I just picked up Chris Hedges’ Death of the Liberal Class. It is an excellent book. He argues that the liberal class—basically, the professional class—has traditionally served as a counterbalance to corporate power. Over the past many decades, however, the corporate class has eroded and corrupted the liberal class so that it is now too small and too beholden to corporate interests to serve this critical function. But Hedges isn’t naive. He knows that the liberal class has always been in important ways dependent upon corporate power. The compelling case he makes is that a system that was always fragile has crumbled to bits, only to be replaced with corporate power alone. It is well worth reading.

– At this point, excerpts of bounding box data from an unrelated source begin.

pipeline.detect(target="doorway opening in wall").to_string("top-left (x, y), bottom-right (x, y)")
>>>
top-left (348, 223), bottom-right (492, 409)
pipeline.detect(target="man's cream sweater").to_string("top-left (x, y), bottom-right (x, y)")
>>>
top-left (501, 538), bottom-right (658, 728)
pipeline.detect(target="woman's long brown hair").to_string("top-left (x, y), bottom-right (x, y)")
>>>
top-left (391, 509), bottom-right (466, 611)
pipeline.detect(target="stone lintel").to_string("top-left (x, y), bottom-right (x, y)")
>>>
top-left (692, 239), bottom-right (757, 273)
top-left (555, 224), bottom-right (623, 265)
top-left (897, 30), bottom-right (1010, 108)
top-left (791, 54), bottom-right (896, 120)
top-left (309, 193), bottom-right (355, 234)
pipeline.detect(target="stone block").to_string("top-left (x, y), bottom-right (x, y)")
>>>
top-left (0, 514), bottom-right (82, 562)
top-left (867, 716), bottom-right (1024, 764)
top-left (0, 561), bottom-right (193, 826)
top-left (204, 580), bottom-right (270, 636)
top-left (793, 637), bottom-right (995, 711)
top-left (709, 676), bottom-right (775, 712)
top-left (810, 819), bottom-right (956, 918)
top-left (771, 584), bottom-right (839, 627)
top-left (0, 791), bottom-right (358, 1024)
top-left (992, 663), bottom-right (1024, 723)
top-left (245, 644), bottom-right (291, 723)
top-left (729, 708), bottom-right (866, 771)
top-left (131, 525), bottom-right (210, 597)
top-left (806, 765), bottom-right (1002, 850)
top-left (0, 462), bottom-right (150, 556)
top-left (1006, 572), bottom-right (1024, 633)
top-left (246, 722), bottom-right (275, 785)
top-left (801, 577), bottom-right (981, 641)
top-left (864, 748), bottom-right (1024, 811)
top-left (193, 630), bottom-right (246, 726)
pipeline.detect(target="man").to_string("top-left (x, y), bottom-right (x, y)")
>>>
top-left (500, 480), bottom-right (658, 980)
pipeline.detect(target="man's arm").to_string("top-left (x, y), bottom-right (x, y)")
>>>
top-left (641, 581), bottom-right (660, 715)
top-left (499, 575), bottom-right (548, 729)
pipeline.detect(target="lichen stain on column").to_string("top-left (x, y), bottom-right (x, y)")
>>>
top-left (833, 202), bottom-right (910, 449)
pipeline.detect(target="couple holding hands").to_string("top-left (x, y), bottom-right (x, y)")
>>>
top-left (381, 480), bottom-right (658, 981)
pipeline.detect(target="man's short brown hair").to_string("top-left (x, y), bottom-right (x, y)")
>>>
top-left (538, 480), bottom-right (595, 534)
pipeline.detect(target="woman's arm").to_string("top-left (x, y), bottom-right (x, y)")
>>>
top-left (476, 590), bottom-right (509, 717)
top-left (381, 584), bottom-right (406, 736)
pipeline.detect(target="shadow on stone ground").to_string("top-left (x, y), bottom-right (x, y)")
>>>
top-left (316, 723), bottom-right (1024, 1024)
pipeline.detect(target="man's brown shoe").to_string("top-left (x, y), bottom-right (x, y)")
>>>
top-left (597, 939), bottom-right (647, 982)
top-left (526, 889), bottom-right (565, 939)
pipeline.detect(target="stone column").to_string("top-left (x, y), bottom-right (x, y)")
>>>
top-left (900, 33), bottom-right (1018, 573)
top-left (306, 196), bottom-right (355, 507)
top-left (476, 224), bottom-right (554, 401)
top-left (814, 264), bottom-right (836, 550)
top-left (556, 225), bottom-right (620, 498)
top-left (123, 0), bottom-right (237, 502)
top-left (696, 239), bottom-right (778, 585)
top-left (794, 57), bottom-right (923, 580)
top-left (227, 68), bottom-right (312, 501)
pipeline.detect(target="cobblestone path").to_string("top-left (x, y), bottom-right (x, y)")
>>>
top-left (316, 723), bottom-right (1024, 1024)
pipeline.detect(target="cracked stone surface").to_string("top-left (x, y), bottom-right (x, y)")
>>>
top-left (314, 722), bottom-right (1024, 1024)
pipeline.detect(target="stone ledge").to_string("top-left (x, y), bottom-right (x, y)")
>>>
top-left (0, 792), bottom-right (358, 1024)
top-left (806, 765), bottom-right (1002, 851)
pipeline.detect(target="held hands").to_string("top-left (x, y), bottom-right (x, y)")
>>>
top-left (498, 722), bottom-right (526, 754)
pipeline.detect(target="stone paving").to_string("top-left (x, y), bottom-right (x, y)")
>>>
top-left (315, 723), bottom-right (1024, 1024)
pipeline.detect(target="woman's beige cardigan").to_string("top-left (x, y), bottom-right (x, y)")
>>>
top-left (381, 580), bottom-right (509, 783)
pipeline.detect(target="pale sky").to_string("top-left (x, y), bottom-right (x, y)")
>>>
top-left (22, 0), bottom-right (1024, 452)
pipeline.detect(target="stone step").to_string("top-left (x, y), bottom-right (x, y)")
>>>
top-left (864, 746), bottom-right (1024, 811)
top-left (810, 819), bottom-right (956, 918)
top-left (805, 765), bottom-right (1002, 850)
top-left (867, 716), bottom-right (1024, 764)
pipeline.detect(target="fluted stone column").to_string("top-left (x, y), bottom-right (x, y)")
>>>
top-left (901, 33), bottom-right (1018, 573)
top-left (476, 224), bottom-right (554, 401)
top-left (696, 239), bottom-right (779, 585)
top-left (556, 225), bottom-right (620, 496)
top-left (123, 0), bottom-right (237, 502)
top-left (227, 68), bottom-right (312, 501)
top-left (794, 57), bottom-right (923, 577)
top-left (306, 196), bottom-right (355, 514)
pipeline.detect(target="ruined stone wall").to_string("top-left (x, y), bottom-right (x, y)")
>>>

Here he is sounding a lot like a reasonable me:
In a traditional democracy, the liberal class functions as a safety valve. It makes piecemeal and incremental reform possible. It offers hope for change and proposes gradual steps toward greater equality. It endows the state and the mechanisms of power with virtue. It also serves as an attack dog that discredits radical social movements, making the liberal class a useful component within the power elite.

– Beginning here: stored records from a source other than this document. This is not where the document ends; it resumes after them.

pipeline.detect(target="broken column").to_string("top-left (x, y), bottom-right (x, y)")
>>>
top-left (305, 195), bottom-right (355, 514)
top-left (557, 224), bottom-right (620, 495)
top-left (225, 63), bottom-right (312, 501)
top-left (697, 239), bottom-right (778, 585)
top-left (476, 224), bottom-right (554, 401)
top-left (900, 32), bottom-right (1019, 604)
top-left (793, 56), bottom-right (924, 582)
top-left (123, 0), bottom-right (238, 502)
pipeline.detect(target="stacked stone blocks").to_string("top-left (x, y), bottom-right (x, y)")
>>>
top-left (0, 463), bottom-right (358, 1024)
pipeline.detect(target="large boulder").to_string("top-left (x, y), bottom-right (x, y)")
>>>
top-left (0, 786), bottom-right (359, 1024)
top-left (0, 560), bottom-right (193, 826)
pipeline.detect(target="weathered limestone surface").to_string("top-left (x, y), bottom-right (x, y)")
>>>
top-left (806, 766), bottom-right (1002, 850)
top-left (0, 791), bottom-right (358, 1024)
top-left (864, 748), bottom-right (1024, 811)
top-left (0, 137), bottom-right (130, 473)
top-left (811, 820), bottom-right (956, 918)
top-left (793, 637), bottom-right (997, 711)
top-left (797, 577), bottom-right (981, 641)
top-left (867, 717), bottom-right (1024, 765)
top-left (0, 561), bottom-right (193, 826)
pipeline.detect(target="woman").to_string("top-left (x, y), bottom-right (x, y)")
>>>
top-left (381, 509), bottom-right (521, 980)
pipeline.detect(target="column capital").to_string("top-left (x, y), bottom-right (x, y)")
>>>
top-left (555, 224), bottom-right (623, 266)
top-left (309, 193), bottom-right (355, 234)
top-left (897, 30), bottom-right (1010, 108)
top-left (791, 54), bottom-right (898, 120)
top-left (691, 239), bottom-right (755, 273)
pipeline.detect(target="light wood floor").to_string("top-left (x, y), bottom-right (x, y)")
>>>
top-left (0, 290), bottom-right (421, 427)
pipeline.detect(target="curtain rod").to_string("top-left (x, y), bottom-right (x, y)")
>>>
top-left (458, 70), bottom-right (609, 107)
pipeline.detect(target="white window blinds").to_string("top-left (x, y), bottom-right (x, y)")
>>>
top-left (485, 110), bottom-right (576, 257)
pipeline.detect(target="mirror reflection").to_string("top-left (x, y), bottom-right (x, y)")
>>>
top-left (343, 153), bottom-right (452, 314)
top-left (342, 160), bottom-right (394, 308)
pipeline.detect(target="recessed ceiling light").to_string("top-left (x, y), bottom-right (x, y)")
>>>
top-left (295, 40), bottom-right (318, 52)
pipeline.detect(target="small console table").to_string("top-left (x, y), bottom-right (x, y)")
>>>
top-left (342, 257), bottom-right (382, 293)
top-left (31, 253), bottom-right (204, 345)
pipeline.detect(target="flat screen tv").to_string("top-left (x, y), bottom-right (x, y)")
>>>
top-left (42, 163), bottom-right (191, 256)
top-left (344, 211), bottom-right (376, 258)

But the assault by the corporate state on the democratic state has claimed the liberal class as one of its victims. Corporate power forgot that the liberal class, when it functions, gives legitimacy to the power elite. And reducing the liberal class to courtiers or mandarins, who have nothing to offer but empty rhetoric, shuts off this safety valve and forces discontent to find other outlets that often end in violence.

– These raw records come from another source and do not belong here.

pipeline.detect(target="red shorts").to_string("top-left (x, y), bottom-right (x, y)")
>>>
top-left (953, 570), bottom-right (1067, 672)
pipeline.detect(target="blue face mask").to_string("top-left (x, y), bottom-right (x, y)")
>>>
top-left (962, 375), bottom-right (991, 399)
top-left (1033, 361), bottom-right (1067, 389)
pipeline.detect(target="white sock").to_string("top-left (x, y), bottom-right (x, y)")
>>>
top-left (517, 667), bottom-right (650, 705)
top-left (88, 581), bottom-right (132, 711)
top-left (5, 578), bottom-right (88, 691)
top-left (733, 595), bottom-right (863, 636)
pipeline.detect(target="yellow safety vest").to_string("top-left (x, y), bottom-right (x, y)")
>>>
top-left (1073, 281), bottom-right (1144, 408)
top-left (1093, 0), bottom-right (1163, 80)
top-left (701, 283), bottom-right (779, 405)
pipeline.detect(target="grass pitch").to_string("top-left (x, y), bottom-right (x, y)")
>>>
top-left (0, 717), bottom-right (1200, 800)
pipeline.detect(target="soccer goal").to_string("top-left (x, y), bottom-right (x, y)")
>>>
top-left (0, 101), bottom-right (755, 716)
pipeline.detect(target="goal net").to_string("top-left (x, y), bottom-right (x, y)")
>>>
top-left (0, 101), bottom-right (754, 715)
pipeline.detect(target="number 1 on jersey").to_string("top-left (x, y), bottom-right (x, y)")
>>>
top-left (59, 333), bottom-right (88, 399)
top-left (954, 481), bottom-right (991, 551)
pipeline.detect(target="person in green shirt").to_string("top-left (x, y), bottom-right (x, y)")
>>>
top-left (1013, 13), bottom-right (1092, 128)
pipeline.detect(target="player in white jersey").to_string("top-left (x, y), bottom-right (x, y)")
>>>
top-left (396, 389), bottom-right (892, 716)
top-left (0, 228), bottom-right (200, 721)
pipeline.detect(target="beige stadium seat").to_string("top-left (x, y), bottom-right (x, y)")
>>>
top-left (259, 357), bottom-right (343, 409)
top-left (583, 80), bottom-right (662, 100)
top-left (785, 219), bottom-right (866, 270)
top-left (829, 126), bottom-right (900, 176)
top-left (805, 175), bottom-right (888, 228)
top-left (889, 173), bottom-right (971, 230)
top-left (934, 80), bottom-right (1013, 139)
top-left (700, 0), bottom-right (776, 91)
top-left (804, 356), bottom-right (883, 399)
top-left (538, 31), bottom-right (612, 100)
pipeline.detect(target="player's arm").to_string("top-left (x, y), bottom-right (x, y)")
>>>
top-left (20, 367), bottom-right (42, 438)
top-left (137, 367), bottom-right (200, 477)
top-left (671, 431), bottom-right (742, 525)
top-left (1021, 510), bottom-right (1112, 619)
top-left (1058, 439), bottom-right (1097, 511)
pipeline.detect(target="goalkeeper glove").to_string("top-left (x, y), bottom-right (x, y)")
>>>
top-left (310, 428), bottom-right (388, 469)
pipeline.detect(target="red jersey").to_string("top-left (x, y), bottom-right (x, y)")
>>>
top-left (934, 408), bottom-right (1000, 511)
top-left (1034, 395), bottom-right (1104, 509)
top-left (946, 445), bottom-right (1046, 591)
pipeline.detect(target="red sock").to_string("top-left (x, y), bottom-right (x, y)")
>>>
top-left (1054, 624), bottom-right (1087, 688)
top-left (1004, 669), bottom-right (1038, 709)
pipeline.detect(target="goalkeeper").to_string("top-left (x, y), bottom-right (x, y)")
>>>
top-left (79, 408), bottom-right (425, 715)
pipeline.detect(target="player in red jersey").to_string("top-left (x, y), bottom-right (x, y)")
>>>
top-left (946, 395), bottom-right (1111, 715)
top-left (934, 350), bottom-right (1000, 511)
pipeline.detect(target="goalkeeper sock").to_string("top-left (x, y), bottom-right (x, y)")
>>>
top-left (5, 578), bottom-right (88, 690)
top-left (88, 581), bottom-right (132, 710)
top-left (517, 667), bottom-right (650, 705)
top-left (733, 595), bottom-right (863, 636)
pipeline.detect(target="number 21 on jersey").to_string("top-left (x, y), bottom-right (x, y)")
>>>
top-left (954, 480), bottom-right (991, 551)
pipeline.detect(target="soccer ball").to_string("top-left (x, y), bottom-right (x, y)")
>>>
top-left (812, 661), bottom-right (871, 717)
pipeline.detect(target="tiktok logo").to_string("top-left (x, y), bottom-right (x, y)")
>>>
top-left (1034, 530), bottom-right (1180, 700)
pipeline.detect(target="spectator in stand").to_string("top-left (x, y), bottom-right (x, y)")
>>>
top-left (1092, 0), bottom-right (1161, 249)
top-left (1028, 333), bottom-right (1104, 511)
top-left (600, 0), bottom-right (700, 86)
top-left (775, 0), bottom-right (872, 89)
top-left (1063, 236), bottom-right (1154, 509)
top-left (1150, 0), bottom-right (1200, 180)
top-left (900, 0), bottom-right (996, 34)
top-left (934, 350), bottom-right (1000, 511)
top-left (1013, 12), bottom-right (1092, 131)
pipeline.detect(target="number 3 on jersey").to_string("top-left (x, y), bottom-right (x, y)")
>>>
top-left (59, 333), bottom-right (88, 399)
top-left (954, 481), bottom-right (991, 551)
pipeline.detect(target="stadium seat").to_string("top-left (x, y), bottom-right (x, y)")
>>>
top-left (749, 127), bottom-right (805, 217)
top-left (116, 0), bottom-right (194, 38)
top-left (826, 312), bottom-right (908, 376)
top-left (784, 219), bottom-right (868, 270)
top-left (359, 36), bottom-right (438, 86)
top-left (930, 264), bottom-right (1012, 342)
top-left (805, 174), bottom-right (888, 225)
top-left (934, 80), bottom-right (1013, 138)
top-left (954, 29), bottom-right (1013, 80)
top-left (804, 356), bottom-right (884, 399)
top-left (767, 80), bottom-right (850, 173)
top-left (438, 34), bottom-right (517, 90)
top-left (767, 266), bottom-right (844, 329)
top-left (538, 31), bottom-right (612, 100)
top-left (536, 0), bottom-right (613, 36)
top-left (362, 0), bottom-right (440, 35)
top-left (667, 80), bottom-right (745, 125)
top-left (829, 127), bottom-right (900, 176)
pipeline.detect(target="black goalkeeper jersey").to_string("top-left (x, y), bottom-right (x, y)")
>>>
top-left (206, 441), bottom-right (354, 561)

The inability of the liberal class to acknowledge that corporations have wrested power from the hands of citizens, that the Constitution and its guarantees of personal liberty have become irrelevant, and that the phrase consent of the governed is meaningless, has let it speaking and acting in ways that no longer correspond to reality. It has lent its voice to hollow acts of political theater, and the pretense that democratic debate and choice continue to exist.